Building Applications with iBeacon (2015)
We all carry supercomputers in our pockets. Sometimes we even still make phone calls with them, too. The computing power available in most smartphones today is vastly greater than what many desktop computers had when I started working with computers, and that additional computing power has been put to good use in redefining the way that we interact with the world.
Extending the mobile computing experience beyond the glass touchscreen is a key component of enabling the Internet of Things, developing wearable computers, and embedding intelligence in the world. Humans have sensors (such as eyes!) to interact with the world around us, and phones now have the electronic equivalent by using proximity technology to discover the immediate world around them.
But how can a phone recognize what it is near?
The answer to that question is the essence of proximity and helps move nearby interactions onto the smartphone touchscreen. Getting a basic readout on what is in the neighborhood is the most basic operation for making a phone part of a mobile computing system.
Or, to say it better, knowing what you are near is foundational. Proximity is the “Hello, world” for the Internet of Things.
Many technologies exist to help phones interact with the world around them. This book is about iBeacons, a Bluetooth technology that helps a device understand its location and surroundings with a high degree of accuracy. iBeacons enable a device to display web pages, control nearby machines, and negotiate transactions, all based on being near enough for actions to matter.
Who This Book Is For
This book is intended mainly for application developers. As you’ll see, the protocol is straightforward. The main talent required to successfully use beacons is imagination to see how to apply proximity to the problems your application faces. iBeacons are cheap enough to easily get started with application development, and the cost is low enough that any organization can afford the tiny up front cost. In many cases, it is common to start off with just a single developer investigating the technology.
How to Use This Book
This book is organized into the following chapters:
Chapter 1, Introduction
This chapter introduces the concepts of proximity sensing, which is the core of what beacons enable, and describes sample applications of the technology.
Chapter 2, The iBeacon Protocol
Beacons describe the space around them using a simple protocol. Instead of directly describing the space, a beacon is used as a pointer by an application running on a mobile device to map the physical world containing the beacon into something that the application can act on.

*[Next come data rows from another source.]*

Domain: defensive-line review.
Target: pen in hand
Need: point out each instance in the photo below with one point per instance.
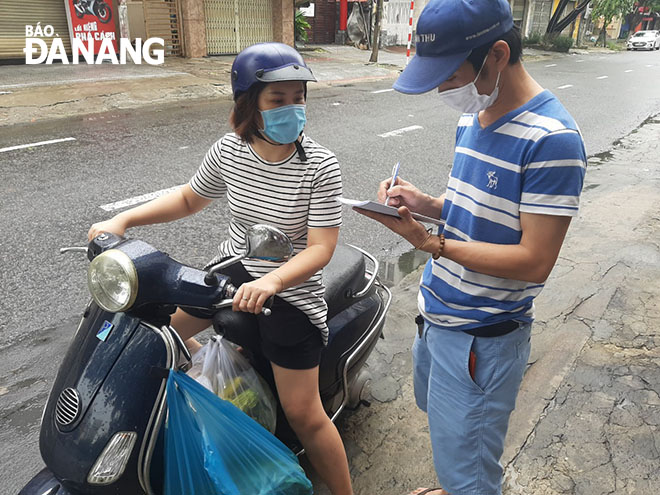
(395, 173)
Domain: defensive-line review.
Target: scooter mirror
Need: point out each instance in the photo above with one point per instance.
(267, 243)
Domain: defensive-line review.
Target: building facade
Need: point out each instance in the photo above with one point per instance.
(191, 28)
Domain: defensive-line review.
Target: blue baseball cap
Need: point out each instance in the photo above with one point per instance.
(447, 31)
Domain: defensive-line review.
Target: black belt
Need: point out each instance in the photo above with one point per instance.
(494, 330)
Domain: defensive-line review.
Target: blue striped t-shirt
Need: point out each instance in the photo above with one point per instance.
(532, 160)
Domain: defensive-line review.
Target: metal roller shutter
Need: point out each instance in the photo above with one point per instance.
(232, 25)
(14, 15)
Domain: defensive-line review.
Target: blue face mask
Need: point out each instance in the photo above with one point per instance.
(284, 124)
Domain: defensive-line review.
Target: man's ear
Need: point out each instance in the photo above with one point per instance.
(501, 54)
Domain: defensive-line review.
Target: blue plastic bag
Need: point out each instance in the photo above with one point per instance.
(213, 448)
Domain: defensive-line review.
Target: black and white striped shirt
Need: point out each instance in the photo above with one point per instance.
(292, 195)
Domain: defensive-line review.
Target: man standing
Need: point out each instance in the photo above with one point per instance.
(515, 183)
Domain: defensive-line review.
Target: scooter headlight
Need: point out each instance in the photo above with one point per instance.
(111, 464)
(112, 281)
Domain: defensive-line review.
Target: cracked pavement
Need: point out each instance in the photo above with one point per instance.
(588, 412)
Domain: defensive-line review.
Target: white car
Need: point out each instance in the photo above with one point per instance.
(644, 40)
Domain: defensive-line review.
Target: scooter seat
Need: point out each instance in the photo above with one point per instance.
(343, 277)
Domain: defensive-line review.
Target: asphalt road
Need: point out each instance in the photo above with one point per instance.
(53, 192)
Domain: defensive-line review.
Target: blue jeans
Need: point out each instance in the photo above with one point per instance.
(468, 418)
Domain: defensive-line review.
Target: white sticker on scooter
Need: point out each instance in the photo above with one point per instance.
(105, 331)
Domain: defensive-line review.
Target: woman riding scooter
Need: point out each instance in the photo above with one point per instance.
(271, 173)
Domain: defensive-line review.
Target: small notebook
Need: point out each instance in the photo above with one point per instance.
(387, 210)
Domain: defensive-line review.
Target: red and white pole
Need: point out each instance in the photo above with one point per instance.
(412, 7)
(343, 14)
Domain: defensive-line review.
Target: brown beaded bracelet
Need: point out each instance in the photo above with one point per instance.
(437, 253)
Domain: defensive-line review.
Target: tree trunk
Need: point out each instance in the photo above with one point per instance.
(376, 40)
(606, 22)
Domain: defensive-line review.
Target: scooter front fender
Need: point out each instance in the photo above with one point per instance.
(45, 483)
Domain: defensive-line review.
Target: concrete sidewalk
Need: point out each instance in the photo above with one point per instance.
(588, 414)
(32, 93)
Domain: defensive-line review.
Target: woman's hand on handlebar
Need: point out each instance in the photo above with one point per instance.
(252, 296)
(114, 226)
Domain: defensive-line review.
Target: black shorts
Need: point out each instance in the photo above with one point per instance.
(286, 337)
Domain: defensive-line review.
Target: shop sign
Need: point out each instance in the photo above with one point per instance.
(93, 39)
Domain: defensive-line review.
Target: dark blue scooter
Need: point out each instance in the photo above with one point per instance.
(101, 429)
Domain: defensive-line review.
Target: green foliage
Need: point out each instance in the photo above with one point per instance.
(534, 38)
(301, 26)
(609, 9)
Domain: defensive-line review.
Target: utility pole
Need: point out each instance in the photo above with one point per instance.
(374, 45)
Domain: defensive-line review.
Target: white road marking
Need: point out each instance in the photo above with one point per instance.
(401, 131)
(138, 199)
(32, 145)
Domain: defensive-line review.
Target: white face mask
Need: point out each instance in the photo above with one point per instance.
(467, 99)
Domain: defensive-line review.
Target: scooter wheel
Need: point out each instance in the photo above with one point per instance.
(360, 389)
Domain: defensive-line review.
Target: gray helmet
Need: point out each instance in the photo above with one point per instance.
(267, 62)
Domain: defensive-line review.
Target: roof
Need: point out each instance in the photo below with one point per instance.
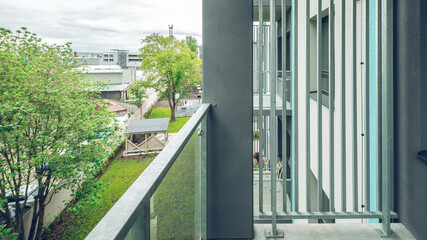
(148, 125)
(115, 87)
(114, 107)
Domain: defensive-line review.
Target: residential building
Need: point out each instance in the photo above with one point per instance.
(367, 137)
(116, 79)
(123, 58)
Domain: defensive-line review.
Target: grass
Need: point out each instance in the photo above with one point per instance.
(165, 112)
(117, 179)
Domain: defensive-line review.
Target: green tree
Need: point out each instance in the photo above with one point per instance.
(191, 43)
(50, 121)
(170, 67)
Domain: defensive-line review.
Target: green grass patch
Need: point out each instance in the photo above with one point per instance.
(165, 112)
(116, 179)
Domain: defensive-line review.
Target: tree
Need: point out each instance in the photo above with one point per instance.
(191, 43)
(170, 67)
(49, 122)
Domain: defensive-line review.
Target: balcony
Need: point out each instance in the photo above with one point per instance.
(227, 204)
(168, 201)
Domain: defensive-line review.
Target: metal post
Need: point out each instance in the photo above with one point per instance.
(203, 179)
(331, 105)
(141, 227)
(284, 110)
(387, 128)
(379, 105)
(295, 105)
(343, 125)
(260, 117)
(366, 130)
(273, 125)
(354, 102)
(307, 103)
(319, 107)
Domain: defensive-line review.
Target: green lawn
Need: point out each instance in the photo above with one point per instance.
(117, 179)
(165, 112)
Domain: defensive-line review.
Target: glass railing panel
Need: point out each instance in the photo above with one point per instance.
(175, 205)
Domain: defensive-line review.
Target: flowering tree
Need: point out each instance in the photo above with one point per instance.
(170, 66)
(49, 123)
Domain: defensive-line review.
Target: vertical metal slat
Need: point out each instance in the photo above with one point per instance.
(260, 107)
(273, 155)
(295, 105)
(354, 108)
(367, 130)
(307, 102)
(379, 104)
(387, 128)
(284, 110)
(343, 125)
(331, 105)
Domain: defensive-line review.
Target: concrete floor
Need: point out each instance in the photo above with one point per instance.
(342, 231)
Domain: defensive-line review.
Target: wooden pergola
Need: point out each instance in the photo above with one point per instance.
(143, 135)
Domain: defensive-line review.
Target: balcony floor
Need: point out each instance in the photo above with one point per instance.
(340, 231)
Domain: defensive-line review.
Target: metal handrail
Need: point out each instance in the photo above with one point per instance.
(119, 220)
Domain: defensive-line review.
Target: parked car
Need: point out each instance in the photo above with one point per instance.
(32, 193)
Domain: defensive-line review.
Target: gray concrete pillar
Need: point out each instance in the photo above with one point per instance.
(227, 84)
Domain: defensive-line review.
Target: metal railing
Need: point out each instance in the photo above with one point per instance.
(130, 218)
(331, 175)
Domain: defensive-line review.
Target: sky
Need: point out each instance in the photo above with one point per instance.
(101, 25)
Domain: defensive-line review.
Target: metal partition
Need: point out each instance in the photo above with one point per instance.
(340, 131)
(132, 215)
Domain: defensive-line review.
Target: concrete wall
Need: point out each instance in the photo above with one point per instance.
(107, 78)
(227, 84)
(410, 64)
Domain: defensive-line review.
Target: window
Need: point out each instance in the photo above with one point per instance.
(324, 48)
(325, 54)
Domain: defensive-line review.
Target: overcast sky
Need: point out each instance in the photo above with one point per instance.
(101, 25)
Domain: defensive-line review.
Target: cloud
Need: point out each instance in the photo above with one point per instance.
(100, 25)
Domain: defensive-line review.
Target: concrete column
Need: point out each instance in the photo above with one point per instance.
(410, 112)
(227, 84)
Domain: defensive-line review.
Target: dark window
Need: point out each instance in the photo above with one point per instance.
(325, 54)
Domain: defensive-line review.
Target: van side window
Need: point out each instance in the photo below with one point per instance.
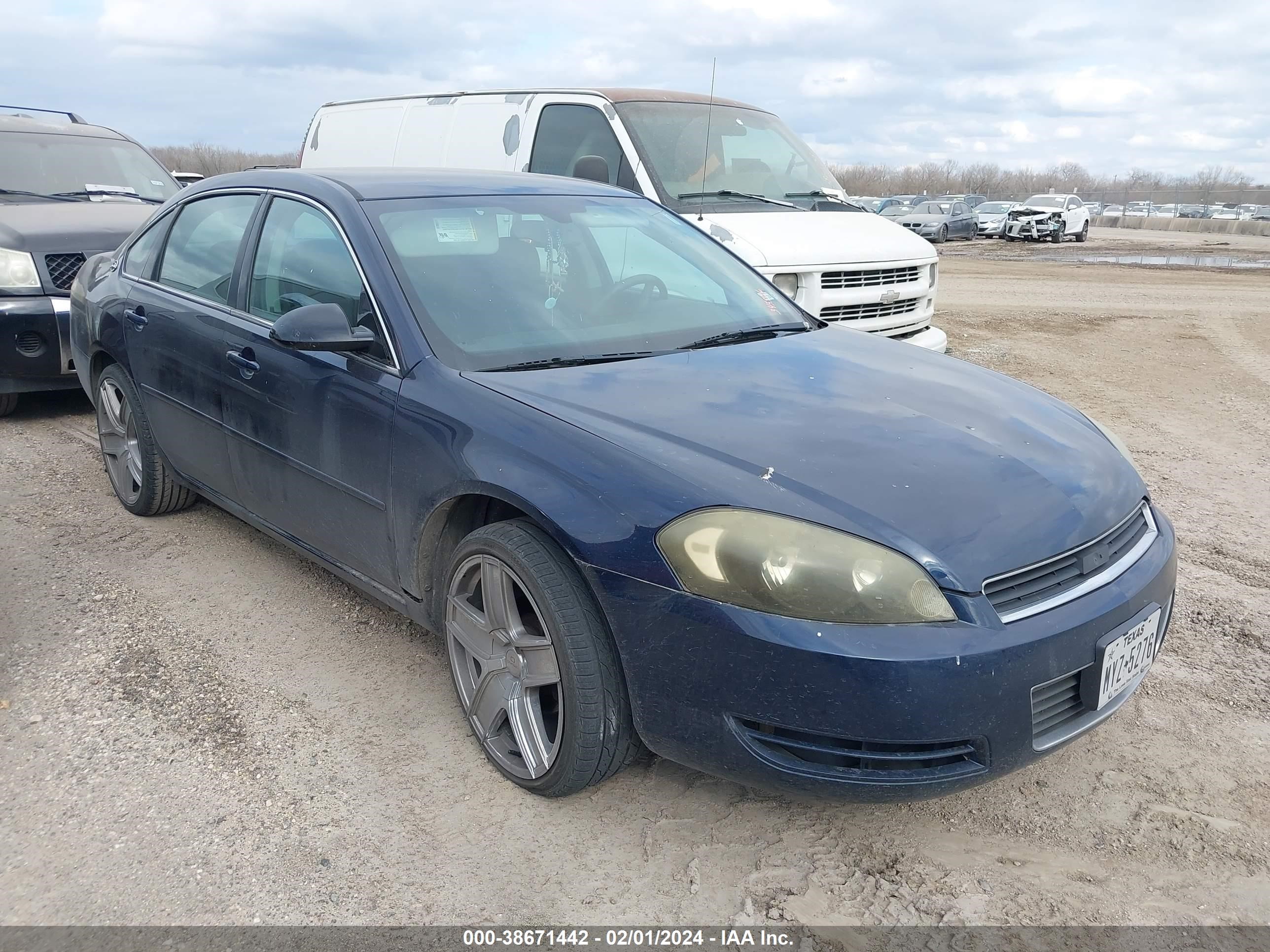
(568, 133)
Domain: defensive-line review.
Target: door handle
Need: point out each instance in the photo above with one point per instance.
(243, 361)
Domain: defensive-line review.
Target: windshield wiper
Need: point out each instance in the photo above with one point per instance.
(88, 193)
(738, 337)
(731, 193)
(822, 193)
(574, 361)
(36, 195)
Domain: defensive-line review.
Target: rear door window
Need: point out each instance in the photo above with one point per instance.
(567, 133)
(204, 245)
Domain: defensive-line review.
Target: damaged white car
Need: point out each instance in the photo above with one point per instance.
(1048, 219)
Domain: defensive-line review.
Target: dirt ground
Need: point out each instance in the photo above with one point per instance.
(197, 726)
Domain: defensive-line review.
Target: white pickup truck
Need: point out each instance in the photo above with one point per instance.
(736, 172)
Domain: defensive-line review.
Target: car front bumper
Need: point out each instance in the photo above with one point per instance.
(759, 699)
(35, 344)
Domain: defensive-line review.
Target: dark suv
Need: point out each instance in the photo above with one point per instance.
(68, 191)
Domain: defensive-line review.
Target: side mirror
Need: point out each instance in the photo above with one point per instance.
(320, 328)
(594, 168)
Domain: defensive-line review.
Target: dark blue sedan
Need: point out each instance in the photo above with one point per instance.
(645, 498)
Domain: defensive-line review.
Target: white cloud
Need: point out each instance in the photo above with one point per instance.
(852, 78)
(1017, 131)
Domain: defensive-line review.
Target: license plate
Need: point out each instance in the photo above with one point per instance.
(1128, 657)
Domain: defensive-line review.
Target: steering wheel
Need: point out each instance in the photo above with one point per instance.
(653, 286)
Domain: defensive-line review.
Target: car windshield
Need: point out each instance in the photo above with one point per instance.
(1047, 201)
(750, 151)
(50, 163)
(506, 280)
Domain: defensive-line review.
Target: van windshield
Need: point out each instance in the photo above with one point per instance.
(750, 151)
(501, 281)
(108, 169)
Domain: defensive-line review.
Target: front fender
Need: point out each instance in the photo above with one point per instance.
(455, 439)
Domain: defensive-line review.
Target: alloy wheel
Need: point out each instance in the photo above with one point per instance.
(504, 667)
(117, 433)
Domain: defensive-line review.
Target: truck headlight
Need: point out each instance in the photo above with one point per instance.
(788, 285)
(797, 569)
(18, 271)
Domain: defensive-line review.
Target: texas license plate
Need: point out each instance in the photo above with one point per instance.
(1128, 657)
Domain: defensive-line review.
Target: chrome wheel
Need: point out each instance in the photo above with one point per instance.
(117, 433)
(504, 667)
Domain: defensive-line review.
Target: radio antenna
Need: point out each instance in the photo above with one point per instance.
(705, 159)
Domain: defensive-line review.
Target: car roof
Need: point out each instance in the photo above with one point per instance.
(22, 122)
(614, 94)
(371, 183)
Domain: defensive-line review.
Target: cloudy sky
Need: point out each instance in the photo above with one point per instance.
(1114, 84)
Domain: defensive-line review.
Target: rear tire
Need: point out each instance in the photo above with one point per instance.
(138, 473)
(534, 664)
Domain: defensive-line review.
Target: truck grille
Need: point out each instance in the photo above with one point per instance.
(872, 278)
(63, 270)
(874, 761)
(856, 312)
(1014, 593)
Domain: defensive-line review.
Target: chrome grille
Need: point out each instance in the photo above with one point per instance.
(63, 270)
(855, 312)
(872, 278)
(1051, 583)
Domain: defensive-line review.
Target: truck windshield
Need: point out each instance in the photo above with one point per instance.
(91, 168)
(529, 282)
(750, 151)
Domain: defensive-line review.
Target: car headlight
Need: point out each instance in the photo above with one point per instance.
(793, 568)
(18, 271)
(1116, 441)
(788, 285)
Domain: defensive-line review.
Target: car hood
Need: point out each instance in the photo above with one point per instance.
(812, 239)
(69, 226)
(968, 471)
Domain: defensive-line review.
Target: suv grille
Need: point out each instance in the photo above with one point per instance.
(855, 312)
(878, 762)
(1014, 593)
(832, 281)
(64, 268)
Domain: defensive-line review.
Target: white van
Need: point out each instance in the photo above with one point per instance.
(736, 172)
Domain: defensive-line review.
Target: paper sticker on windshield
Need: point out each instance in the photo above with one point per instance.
(455, 229)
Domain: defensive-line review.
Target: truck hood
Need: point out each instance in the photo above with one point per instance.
(45, 228)
(968, 471)
(798, 240)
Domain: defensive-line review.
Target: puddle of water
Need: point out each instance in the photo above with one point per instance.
(1185, 261)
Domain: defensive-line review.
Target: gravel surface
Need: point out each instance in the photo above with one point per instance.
(199, 726)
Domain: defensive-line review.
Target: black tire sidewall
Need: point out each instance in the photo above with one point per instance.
(562, 777)
(145, 503)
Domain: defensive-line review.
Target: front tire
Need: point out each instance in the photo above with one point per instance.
(139, 475)
(534, 664)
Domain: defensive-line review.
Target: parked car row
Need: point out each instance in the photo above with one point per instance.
(647, 497)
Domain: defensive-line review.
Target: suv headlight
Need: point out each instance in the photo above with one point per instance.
(18, 271)
(793, 568)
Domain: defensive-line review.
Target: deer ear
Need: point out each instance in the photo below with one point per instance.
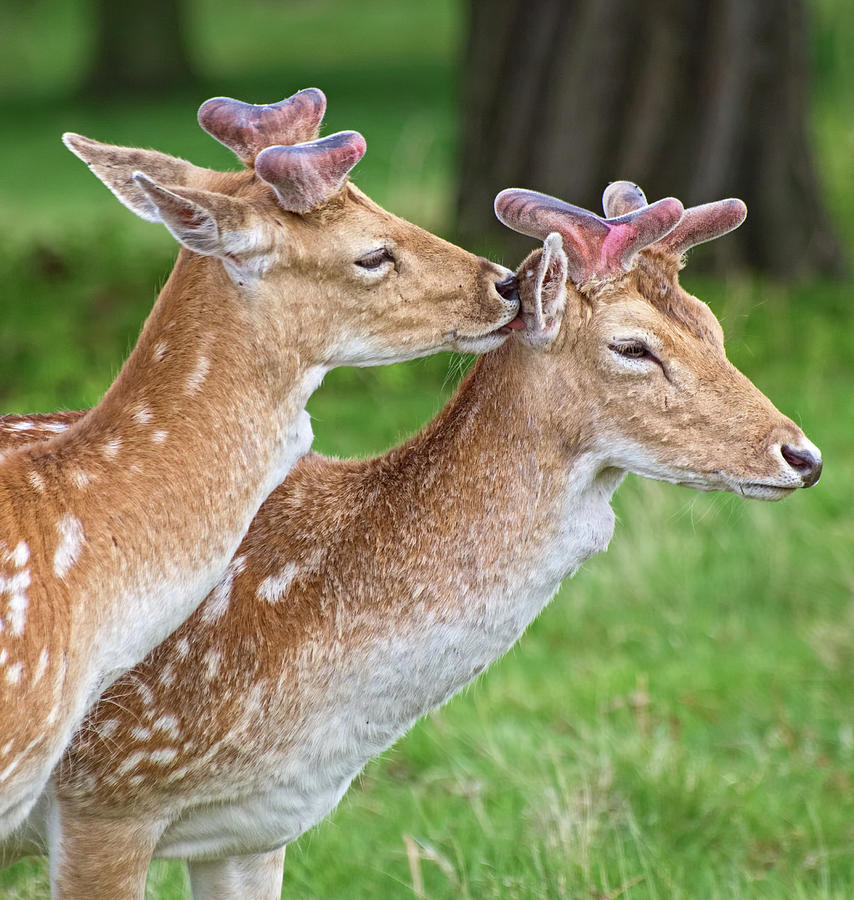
(203, 221)
(115, 166)
(542, 292)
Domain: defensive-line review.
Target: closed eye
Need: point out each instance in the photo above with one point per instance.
(632, 350)
(375, 259)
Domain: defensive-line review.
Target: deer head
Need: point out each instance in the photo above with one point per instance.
(643, 360)
(301, 243)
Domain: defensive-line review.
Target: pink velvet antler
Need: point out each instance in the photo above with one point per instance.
(595, 247)
(247, 128)
(698, 225)
(306, 175)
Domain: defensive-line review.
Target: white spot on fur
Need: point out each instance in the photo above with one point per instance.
(197, 376)
(70, 542)
(108, 729)
(145, 692)
(141, 733)
(168, 725)
(11, 767)
(163, 756)
(41, 665)
(112, 447)
(217, 602)
(272, 589)
(132, 761)
(142, 414)
(18, 601)
(13, 673)
(20, 555)
(212, 659)
(167, 675)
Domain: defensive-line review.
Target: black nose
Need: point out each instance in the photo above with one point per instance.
(509, 288)
(803, 462)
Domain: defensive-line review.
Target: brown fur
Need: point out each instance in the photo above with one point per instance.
(421, 534)
(120, 525)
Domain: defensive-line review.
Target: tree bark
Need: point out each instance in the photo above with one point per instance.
(687, 98)
(140, 48)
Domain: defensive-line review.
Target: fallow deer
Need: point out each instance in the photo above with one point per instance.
(367, 592)
(114, 529)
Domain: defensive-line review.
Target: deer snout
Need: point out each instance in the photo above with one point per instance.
(508, 288)
(806, 461)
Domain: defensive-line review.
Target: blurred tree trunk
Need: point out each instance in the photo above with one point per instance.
(140, 48)
(687, 98)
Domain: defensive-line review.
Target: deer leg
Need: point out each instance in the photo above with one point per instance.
(100, 858)
(256, 875)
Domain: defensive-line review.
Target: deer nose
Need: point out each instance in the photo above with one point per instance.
(806, 463)
(508, 288)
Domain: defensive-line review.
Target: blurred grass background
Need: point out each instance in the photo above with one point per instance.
(679, 722)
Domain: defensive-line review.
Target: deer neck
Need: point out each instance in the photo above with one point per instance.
(519, 486)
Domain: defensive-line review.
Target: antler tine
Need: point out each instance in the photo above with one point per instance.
(247, 128)
(306, 175)
(595, 247)
(621, 197)
(704, 223)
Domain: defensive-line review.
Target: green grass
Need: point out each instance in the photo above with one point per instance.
(678, 723)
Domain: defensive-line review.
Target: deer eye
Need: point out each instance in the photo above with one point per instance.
(631, 350)
(375, 259)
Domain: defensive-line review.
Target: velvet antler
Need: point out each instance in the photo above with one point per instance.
(306, 175)
(595, 247)
(247, 128)
(698, 225)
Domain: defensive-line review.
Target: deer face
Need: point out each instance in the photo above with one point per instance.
(298, 243)
(388, 289)
(641, 365)
(670, 405)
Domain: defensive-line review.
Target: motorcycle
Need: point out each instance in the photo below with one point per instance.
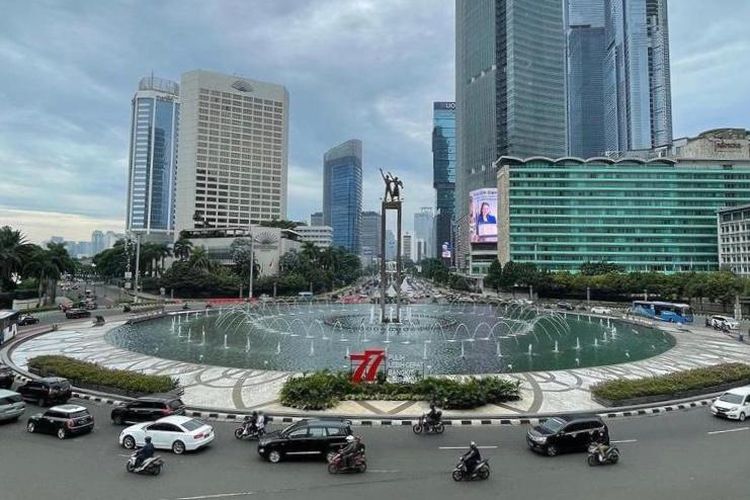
(611, 456)
(358, 464)
(248, 430)
(428, 426)
(461, 472)
(151, 465)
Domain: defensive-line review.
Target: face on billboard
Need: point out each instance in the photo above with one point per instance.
(483, 215)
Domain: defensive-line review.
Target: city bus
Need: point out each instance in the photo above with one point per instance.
(8, 324)
(664, 311)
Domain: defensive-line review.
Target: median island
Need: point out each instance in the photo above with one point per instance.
(678, 385)
(325, 389)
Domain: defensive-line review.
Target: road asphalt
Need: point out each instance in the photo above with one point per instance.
(687, 455)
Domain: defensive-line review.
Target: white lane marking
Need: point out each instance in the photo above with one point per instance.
(711, 433)
(220, 495)
(466, 447)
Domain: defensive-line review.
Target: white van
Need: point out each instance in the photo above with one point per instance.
(734, 404)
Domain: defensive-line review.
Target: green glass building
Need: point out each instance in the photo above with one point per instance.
(655, 215)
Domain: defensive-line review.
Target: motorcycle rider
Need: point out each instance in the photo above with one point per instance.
(349, 451)
(472, 458)
(144, 453)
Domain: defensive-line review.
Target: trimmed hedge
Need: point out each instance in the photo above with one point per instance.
(93, 376)
(325, 389)
(673, 383)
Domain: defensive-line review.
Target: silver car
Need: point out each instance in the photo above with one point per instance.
(11, 405)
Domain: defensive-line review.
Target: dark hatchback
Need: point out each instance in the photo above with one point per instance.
(62, 421)
(148, 409)
(566, 433)
(323, 437)
(46, 390)
(6, 377)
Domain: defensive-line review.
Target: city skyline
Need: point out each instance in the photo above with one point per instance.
(82, 127)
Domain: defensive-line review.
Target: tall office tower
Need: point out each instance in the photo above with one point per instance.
(342, 193)
(369, 236)
(316, 219)
(424, 229)
(234, 135)
(584, 34)
(406, 242)
(98, 242)
(443, 173)
(153, 156)
(637, 88)
(510, 90)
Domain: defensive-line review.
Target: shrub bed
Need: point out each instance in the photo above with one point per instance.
(673, 385)
(325, 389)
(93, 376)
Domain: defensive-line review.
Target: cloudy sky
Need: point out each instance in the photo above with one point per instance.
(366, 69)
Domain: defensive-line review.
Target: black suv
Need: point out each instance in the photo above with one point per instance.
(566, 433)
(148, 409)
(77, 313)
(306, 437)
(6, 377)
(63, 421)
(46, 390)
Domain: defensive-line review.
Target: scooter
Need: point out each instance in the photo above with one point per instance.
(358, 464)
(427, 426)
(151, 465)
(248, 430)
(461, 472)
(611, 456)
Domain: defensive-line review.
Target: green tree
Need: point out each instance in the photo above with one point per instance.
(15, 250)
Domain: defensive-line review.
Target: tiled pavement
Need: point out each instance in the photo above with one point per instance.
(235, 390)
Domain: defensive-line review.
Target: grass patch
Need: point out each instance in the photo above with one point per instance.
(673, 383)
(325, 389)
(93, 376)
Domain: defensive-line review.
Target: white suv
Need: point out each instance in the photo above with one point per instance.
(723, 323)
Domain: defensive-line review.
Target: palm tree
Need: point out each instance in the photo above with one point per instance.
(14, 251)
(43, 267)
(199, 259)
(183, 248)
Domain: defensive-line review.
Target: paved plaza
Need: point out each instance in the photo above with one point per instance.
(235, 390)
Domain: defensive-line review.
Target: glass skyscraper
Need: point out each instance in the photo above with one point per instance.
(443, 172)
(637, 89)
(153, 156)
(584, 33)
(342, 193)
(510, 90)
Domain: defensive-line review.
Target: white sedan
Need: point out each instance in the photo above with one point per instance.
(176, 433)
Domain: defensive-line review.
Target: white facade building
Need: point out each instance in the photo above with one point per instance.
(232, 168)
(320, 236)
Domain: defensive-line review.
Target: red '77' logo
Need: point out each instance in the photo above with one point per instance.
(369, 362)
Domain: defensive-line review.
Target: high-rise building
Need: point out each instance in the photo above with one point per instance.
(316, 219)
(406, 241)
(232, 168)
(510, 92)
(424, 230)
(342, 193)
(584, 33)
(369, 235)
(98, 242)
(153, 156)
(637, 88)
(443, 172)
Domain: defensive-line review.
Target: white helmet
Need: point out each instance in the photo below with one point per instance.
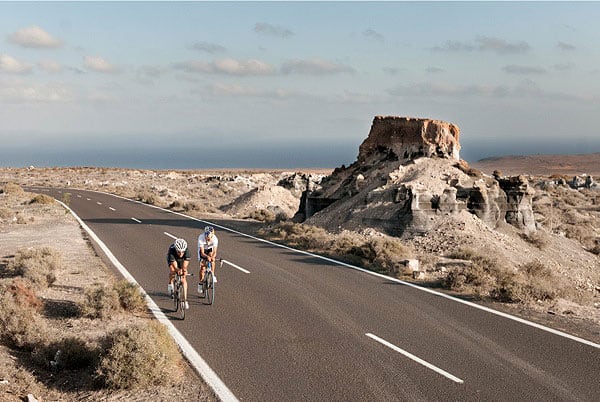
(180, 245)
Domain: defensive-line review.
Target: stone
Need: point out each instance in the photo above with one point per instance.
(408, 138)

Chapter 3, Setting Up Your Own iBeacons
The beacon protocol is simple enough that it can be implemented straightforwardly in software. Applications can run on a general-purpose operating system such as Mac OS X, free applications on mobile devices, USB dongles, and even special-purpose tiny computers, such as Raspberry Pi or Arduino.
Chapter 4, Application Development
After you have an iBeacon running, an application will watch for it and react to it. To find iBeacons, applications can monitor for transmissions and, once found, can choose to perform ranging operations to determine the distance to an iBeacon. Once identified, applications can also interact with web services or local storage. During the application development process, you will also have to consider the security of the application system from end to end, which might require providing security beyond what is built into the protocol.
Chapter 5, iOS and iBeacons
This chapter describes what is needed to get an application working on iOS. iOS extends the Core Location framework to use iBeacons, which enables developers to activate pre-programmed actions in response to detecting a beacon.
Chapter 6, Building iBeacon Networks
The final step in creating an application is to place beacons in the field to support the application, so that the application works as desired.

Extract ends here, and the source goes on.